В тот же вечер, так и не зайдя к сестре, я сажусь на электричку и уезжаю в Новокузнецк. У меня в кармане билет на поезд "Новокузнецк-Владивосток", до Хабаровска - на конечную станцию денег не хватило.

Потом были Красноярск, Иркутск, Чита, Улан-Удэ, степи и невероятный Байкал, маленькие станции и километры тайги...Я сходил с ума от того, что мир такой огромный - за это время я успел позабыть, что существует что-то кроме замкнутого, пыльного Яшкино...Я выходил курить на каждой станции, вглядывался в постоянно меняющееся небо, слушал рассказы солдата - соседа по плацкарте о том, какие дела в Чечне. Я повзрослел сразу на лет пять, я жадно впитывал в себя огромные мосты, трубы, заводы, убегающие закаты и совершенно глобальные реки. И не думал ни о чем
.
Хабаровск встретил меня двумя впечатлениями. Первое - птицы. Невероятное количество птиц, каких-то чаек или воробьев, они были в постоянном движении, они определяли небо. Второе впечатление - чувство, что я нахожусь на другом крае Земли, здесь даже воздух другой, а вдалеке виднеются сопки.
Я стою посреди птиц, тринадцатилетний пацан, совершенно один на Дальнем Востоке. И не знаю, что делать. В голове никаких мыслей и мне кажется, что я уже умер.

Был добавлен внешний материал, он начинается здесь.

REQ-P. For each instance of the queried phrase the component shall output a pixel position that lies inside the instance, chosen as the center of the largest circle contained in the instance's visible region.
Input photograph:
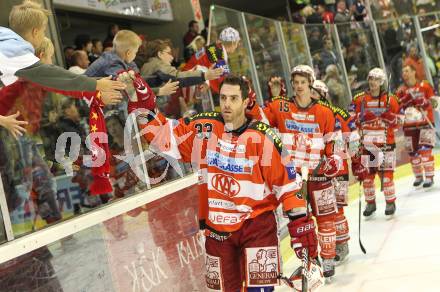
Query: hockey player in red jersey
(307, 129)
(216, 55)
(241, 164)
(377, 117)
(416, 105)
(346, 145)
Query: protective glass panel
(266, 48)
(399, 47)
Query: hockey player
(216, 55)
(419, 134)
(240, 161)
(346, 145)
(377, 117)
(307, 128)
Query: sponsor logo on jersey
(225, 184)
(337, 124)
(227, 218)
(229, 164)
(302, 127)
(352, 125)
(213, 273)
(229, 147)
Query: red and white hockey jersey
(241, 171)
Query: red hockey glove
(359, 170)
(390, 118)
(252, 99)
(421, 102)
(303, 235)
(331, 166)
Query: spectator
(359, 10)
(111, 33)
(205, 30)
(80, 62)
(342, 13)
(97, 49)
(414, 60)
(193, 31)
(68, 52)
(335, 85)
(158, 69)
(300, 16)
(328, 56)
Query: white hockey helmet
(229, 34)
(377, 73)
(304, 69)
(320, 86)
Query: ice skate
(341, 253)
(328, 268)
(428, 183)
(369, 209)
(418, 182)
(390, 209)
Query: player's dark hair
(237, 80)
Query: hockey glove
(303, 235)
(358, 169)
(390, 118)
(421, 102)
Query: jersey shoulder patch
(205, 115)
(270, 133)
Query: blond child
(28, 23)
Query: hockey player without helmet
(229, 34)
(304, 70)
(377, 73)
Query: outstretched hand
(13, 125)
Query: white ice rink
(403, 253)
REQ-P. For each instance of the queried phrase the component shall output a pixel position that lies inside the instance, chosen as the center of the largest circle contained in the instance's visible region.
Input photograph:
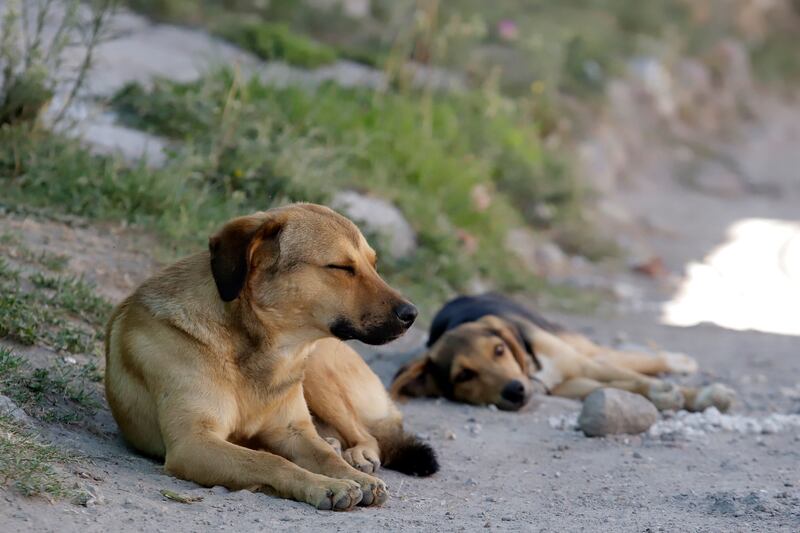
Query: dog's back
(465, 309)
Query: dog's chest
(273, 395)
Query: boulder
(614, 411)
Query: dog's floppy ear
(415, 380)
(233, 246)
(511, 336)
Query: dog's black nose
(406, 312)
(514, 392)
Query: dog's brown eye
(465, 375)
(347, 268)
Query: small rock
(474, 428)
(378, 216)
(613, 411)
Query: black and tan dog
(205, 362)
(489, 349)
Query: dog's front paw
(335, 495)
(335, 444)
(373, 489)
(679, 363)
(666, 396)
(362, 457)
(714, 395)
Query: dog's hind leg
(645, 363)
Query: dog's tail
(405, 452)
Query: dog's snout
(514, 392)
(406, 313)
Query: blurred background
(578, 152)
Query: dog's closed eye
(350, 269)
(466, 374)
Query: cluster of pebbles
(684, 425)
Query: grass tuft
(27, 463)
(63, 392)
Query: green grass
(425, 153)
(28, 463)
(63, 392)
(245, 146)
(49, 260)
(60, 312)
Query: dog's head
(308, 268)
(482, 362)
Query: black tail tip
(415, 458)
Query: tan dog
(490, 350)
(205, 360)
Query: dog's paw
(362, 458)
(714, 395)
(679, 363)
(335, 495)
(335, 444)
(666, 396)
(373, 489)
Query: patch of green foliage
(27, 462)
(56, 311)
(62, 392)
(246, 146)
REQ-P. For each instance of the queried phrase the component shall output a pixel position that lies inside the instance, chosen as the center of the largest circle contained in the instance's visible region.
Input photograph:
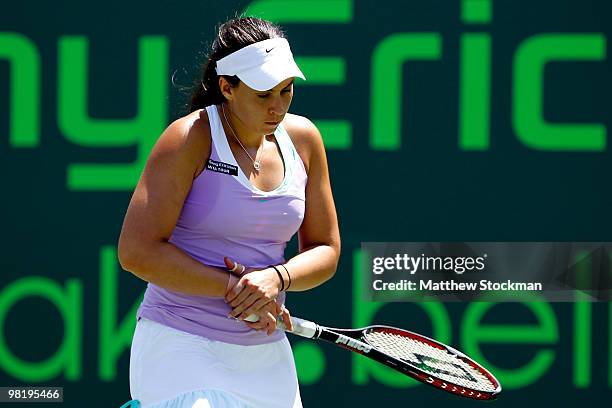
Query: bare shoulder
(305, 137)
(187, 139)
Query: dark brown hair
(232, 36)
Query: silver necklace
(256, 163)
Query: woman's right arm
(155, 207)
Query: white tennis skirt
(171, 368)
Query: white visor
(261, 65)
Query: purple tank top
(225, 215)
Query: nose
(277, 107)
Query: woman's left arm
(319, 236)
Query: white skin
(177, 159)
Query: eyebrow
(288, 85)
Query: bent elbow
(128, 255)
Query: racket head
(432, 362)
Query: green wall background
(446, 120)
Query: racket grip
(301, 327)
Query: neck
(248, 138)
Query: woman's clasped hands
(252, 293)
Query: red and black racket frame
(339, 338)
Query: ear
(227, 90)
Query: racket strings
(438, 362)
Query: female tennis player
(224, 189)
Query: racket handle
(301, 327)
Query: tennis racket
(416, 356)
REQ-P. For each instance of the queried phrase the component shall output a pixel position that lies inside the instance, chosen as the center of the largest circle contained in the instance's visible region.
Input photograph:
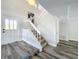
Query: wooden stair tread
(43, 55)
(71, 43)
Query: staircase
(38, 35)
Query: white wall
(68, 15)
(29, 38)
(17, 9)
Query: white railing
(34, 27)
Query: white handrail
(33, 26)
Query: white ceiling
(53, 3)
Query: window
(10, 24)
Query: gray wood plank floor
(22, 50)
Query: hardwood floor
(22, 50)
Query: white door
(9, 32)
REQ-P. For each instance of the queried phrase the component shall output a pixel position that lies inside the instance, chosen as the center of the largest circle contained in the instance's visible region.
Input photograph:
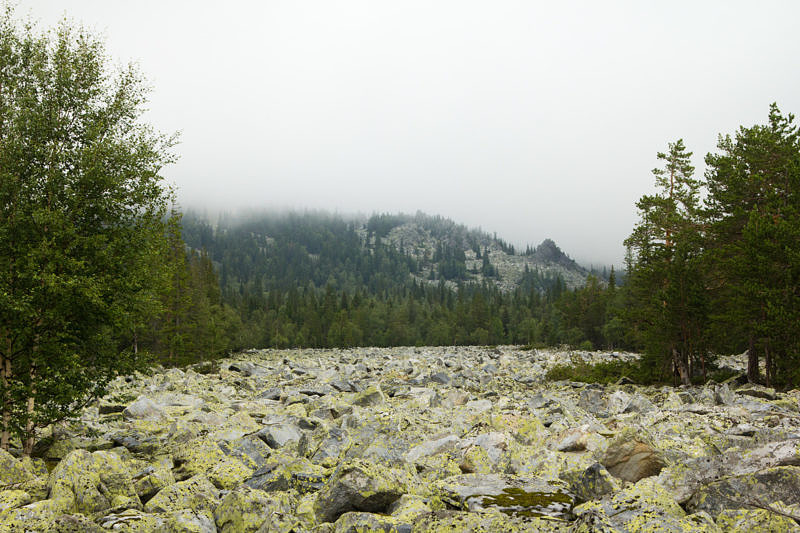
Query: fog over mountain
(527, 119)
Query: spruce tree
(664, 254)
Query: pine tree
(754, 208)
(664, 251)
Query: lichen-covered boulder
(75, 523)
(250, 450)
(132, 521)
(143, 408)
(196, 493)
(279, 434)
(485, 521)
(643, 507)
(370, 397)
(738, 492)
(36, 516)
(189, 521)
(593, 483)
(246, 510)
(360, 485)
(752, 520)
(509, 494)
(152, 478)
(13, 472)
(206, 456)
(326, 445)
(631, 459)
(93, 482)
(12, 499)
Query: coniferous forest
(713, 266)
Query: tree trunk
(30, 426)
(680, 367)
(5, 371)
(752, 363)
(768, 365)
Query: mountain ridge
(319, 247)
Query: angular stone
(95, 482)
(594, 483)
(196, 493)
(144, 409)
(632, 460)
(740, 492)
(362, 486)
(246, 510)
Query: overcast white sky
(529, 119)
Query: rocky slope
(410, 439)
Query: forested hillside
(711, 268)
(323, 281)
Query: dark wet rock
(757, 391)
(250, 449)
(194, 493)
(509, 494)
(742, 492)
(359, 522)
(641, 507)
(593, 483)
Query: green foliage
(667, 306)
(605, 373)
(754, 229)
(81, 221)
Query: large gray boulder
(360, 485)
(630, 459)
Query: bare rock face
(362, 486)
(632, 460)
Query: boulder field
(410, 440)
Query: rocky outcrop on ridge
(410, 440)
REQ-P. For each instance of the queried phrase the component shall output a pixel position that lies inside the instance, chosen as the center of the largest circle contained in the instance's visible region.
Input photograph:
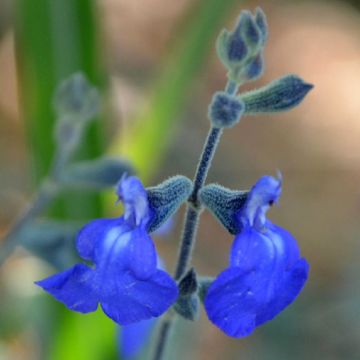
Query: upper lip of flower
(125, 266)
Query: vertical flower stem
(191, 222)
(189, 233)
(42, 200)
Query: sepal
(241, 50)
(279, 95)
(224, 204)
(96, 174)
(165, 199)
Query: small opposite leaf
(96, 174)
(280, 95)
(188, 284)
(224, 204)
(166, 198)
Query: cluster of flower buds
(241, 50)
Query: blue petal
(230, 303)
(92, 235)
(134, 337)
(239, 300)
(252, 249)
(133, 194)
(263, 194)
(142, 255)
(274, 247)
(74, 288)
(127, 299)
(289, 244)
(287, 290)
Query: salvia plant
(119, 267)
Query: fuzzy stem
(42, 200)
(191, 221)
(194, 208)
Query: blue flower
(265, 273)
(126, 279)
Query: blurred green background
(155, 64)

Я пошел на вокзал, сел на скамейку, положил на колени старую розовую сумку с брюками и шерстяной кофтой и стал просто сидеть. Не знаю, сколько я так просидел, из небытия меня выводит седая худенькая женщина, что сидит рядом. Она спрашивает, откуда я родом. Я отвечаю, что из деревни и приехал к тете в Хабаровск погостить. Она очень разговорчивая и начинает рассказывать о своем сыне. Этот разговор я вспомню несколько лет спустя в холле Кемеровского Кардиоцентра, где у меня будет проходить цикл внутренних болезней по кардиологии...
...-Ты знаешь такой город Кемерово, - спрашивает она, - он находится в Кузбассе, слышал о Кузбассе? - Да, слышал, - отвечаю я и думаю о том, что жил в этой угольной стране всю жизнь. - Так вот,- говорит она,- в Кемерово есть очень хороший кардиоцентр, и мой сын вчера сам сделал операцию на сердце; вот посмотри телеграмму...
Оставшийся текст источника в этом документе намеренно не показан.